W kazaniu proboszcz parafii Świętych Piotra Apostoła ksiądz dziekan Tadeusz Kasperek podkreślił, że Matka Boża była pod krzyżem Chrystusa. "Ojciec Święty mówi nam, że właśnie tam duchowo zostaliśmy zrodzeni, że tam każdy z nas stał się dzieckiem Maryi i mamy prawo do niej mówić: Matko nasza. Przychodzimy zatem do Matki Najświętszej i mówimy: pocieszycielko, wspomożycielko, dodaj nam sił i uproś łaskę zrozumienia tych godzin, które szczególnie od czwartku przeżywamy" - powiedział.
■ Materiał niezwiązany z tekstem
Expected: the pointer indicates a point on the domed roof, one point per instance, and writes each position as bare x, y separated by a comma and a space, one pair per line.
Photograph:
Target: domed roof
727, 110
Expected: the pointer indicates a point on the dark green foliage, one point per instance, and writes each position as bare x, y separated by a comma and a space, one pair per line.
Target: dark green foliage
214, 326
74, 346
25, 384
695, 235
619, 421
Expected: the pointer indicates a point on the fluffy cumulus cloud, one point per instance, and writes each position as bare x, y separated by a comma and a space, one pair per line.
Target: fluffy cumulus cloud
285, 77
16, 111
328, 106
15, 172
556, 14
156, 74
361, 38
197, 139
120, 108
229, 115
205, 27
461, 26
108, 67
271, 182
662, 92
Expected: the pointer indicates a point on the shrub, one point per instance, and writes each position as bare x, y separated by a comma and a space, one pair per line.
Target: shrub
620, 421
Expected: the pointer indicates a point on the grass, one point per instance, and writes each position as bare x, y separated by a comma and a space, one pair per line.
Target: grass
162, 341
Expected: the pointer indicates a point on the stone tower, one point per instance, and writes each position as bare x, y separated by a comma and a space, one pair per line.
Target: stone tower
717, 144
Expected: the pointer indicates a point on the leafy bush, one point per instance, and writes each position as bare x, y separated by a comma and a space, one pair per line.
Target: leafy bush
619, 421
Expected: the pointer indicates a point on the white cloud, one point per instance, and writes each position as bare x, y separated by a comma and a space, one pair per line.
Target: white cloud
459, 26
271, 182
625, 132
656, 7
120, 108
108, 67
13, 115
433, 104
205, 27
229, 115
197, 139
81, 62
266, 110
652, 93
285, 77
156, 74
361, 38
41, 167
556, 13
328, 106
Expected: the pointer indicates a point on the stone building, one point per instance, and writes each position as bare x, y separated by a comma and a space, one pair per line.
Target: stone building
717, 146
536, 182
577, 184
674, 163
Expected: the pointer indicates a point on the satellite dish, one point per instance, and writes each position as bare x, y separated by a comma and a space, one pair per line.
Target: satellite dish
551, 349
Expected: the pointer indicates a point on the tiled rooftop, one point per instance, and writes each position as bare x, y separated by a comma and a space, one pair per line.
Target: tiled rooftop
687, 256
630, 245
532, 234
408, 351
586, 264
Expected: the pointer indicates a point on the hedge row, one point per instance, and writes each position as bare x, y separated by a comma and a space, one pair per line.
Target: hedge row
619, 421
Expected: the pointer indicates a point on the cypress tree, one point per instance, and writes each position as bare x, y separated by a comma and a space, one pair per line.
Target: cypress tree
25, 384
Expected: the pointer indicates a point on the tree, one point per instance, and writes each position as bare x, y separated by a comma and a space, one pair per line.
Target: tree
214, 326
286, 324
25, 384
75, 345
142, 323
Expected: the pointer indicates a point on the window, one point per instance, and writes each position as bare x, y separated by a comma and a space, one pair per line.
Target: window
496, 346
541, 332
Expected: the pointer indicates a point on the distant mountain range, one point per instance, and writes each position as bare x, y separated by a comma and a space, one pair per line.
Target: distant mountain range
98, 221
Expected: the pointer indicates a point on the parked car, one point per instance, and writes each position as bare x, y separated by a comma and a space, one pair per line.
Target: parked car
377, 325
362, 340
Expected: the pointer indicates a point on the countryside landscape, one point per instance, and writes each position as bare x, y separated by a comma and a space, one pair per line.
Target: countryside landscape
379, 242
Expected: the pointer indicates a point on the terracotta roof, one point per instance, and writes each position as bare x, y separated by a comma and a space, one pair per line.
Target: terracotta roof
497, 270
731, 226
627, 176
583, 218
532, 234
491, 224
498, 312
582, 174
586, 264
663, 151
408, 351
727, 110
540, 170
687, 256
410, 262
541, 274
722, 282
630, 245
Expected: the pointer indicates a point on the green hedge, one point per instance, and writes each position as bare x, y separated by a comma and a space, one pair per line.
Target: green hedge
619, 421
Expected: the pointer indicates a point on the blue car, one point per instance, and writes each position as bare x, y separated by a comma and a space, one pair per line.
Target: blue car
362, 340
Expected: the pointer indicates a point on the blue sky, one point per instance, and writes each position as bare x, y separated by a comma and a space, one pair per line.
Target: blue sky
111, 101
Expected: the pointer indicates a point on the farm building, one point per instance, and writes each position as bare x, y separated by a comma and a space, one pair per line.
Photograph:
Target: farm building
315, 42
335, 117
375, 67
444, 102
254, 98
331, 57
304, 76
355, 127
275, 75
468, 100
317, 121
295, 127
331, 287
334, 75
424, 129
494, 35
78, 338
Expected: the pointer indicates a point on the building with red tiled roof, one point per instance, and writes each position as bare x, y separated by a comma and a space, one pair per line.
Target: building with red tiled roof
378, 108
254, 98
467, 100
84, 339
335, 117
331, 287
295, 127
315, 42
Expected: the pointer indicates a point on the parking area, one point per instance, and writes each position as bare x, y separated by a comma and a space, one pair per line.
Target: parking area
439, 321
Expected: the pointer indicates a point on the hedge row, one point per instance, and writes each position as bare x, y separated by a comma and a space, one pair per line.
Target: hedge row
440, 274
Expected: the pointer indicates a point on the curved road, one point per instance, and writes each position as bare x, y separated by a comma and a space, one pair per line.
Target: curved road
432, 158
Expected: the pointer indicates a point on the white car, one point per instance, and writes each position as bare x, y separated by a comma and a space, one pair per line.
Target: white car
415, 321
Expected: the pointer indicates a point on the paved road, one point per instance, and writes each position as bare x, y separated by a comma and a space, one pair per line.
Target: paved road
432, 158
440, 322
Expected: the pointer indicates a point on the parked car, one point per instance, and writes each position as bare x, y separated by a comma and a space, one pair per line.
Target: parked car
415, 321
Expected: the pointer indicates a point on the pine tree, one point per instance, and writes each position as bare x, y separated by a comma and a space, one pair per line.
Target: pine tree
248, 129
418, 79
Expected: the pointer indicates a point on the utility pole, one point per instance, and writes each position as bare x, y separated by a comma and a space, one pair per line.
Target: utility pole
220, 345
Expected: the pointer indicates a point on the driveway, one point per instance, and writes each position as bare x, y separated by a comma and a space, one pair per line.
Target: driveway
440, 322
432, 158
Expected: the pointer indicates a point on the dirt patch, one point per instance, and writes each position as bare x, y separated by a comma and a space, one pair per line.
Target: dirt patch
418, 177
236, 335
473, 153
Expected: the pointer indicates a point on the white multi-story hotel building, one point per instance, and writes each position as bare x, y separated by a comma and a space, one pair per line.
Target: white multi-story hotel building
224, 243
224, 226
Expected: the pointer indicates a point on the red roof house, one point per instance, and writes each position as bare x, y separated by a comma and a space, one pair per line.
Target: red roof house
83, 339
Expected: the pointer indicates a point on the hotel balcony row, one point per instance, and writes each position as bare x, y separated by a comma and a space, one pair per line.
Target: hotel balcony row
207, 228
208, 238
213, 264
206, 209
Duchowny przypomniał, że 12 i 13 marca wadowiczanie pielgrzymowali do Rzymu i wpatrywali się w okno kliniki Gemelli, gdzie był Ojciec Święty. Przypomniał słowa wypowiedziane wówczas przez papieża po polsku: "Witam Wadowice!". "Czyżby to było ostatnie zdanie wypowiedziane po polsku publicznie?" - pytał. W tym momencie wielu wiernych ocierało łzy z oczu.
Ksiądz Kasperek powiedział, że Jan Paweł II wrócił wówczas do Watykanu, ale powracający z pielgrzymki wadowiczanie jechali pełni niepokoju zdając sobie sprawę, jaki jest stan jego zdrowia. "Myślę - dodał - że w tej godzinie eucharystii, kiedy od 27 lat zawsze kapłan wypowiada w modlitwie eucharystycznej imię papieża: módlmy się za papieża naszego Jana Pawła II - to szczególnie zabrzmi dziś w tej bazylice głęboko".
Na koniec mszy świętej wierni odśpiewali "Boże, coś Polskę".
Po mszy rozpoczęło się całonocne czuwanie.